The Leftovers – TV Review

The nature of despair has always been a rich source of drama for the makers of great TV shows. Widows, orphans and extended families struggling through grief have graced many a television screen over the years. And recently the lens has been pulled back even further to examine how death can affect entire communities in the likes of Broadchurch and The Returned. Even so, I’d wager that there is nothing that has been before that can adequately prepare you for the intense melancholy of The Leftovers, Sky Atlantic’s newest HBO import, which began last night.

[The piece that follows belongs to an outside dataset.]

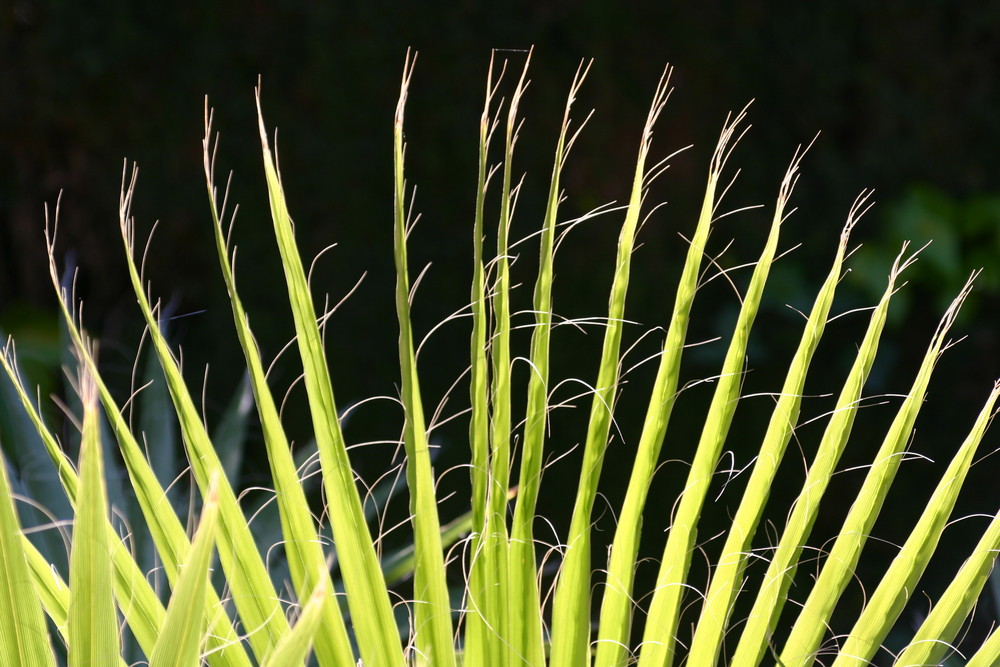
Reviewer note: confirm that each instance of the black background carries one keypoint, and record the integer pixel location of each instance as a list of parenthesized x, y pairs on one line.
[(904, 96)]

Adapted from Tom Perrotta’s best-selling novel, The Leftovers takes place three years after a global tragedy that saw 2% of the world’s population vanish. And yet the show is not really about what happened so much as it is about the people left behind, their human hunger for understanding and the different ways the cope with knowing the most profound answers will never come.

Likewise, any viewers expecting to find out where these people went and why will be left disappointed; the mysterious Sudden Departure – which disintegrated families and tore relationships apart – is not the focus here. Instead the drama hones in on the fictional town of Mapleton, New York, an ordinary American suburb that has been devastated by loss. Three years without answers has twisted the view many of its townspeople had of the world. Some now choose to isolate themselves, returning to the memories of when their families were together; others need to feel angry, rallying against the Departed in order to distract themselves from the pain.

There are people like Justin Theroux’s police chief Kevin Garvey, who suffers from disturbing hallucinations and has to battle to keep what’s left of his family together while clinging on to what remains of his sanity. Then there are people like Liv Tyler’s engaged-suburbanite Meg, a woman whose apparently perfect life is on the brink of a breakdown. In their despair and confusion, the town has become a breeding ground for unsettling cults like the white-clad mutes of the Guilty Remnant, a group of The Shinning-inspired mourners who believe they are a living reminder of the Departure, and the intensely charming preacher (Patterson Joseph, in a role strangely similar to his Peep Show character) who claims he can “unburden” people of their pain. It’s this collection of small human moments that combine to paint a portrait of how sudden loss can destroy a person.

The Leftovers certainly won’t be to everyone’s taste. There will be those who find it unremittingly bleak and depressing, and many more will find the absence of a clear plot increasingly infuriating. Nor will they be won over by its purposefully blunt and hypnotic style that is quite content to sit in the gaze of grief with its characters and give you a chance to get to know them.

So why should anyone stick with it? Quite simply, because it is the most gripping and engaging thing on TV. The pilot episode alone is a lesson in how to stretch tension to breaking point, depicting a town on the verge of conflict before finally letting the tension snap in a brutal sequence in which the Guilty Remnant provoke a violent assault by a gaggle of mourners that will leave you horrified as to the depths mankind can sink.

But more than that, there is a thin veil of hope buried beneath all the tragedy. There are fleeting moments of normalcy sprinkled throughout the episode, such as a teenage girl’s awkward attempt to flirt with a cute boy, a tepid town council meeting and a disruptive family dinner, that suggest redemption is a possibility – people can move on with their lives and escape the despair if they can just learn to stick together.

The Leftovers may be too miserable to cheer you up at the end of a hard day, but as an examination of the human condition there really is nothing better.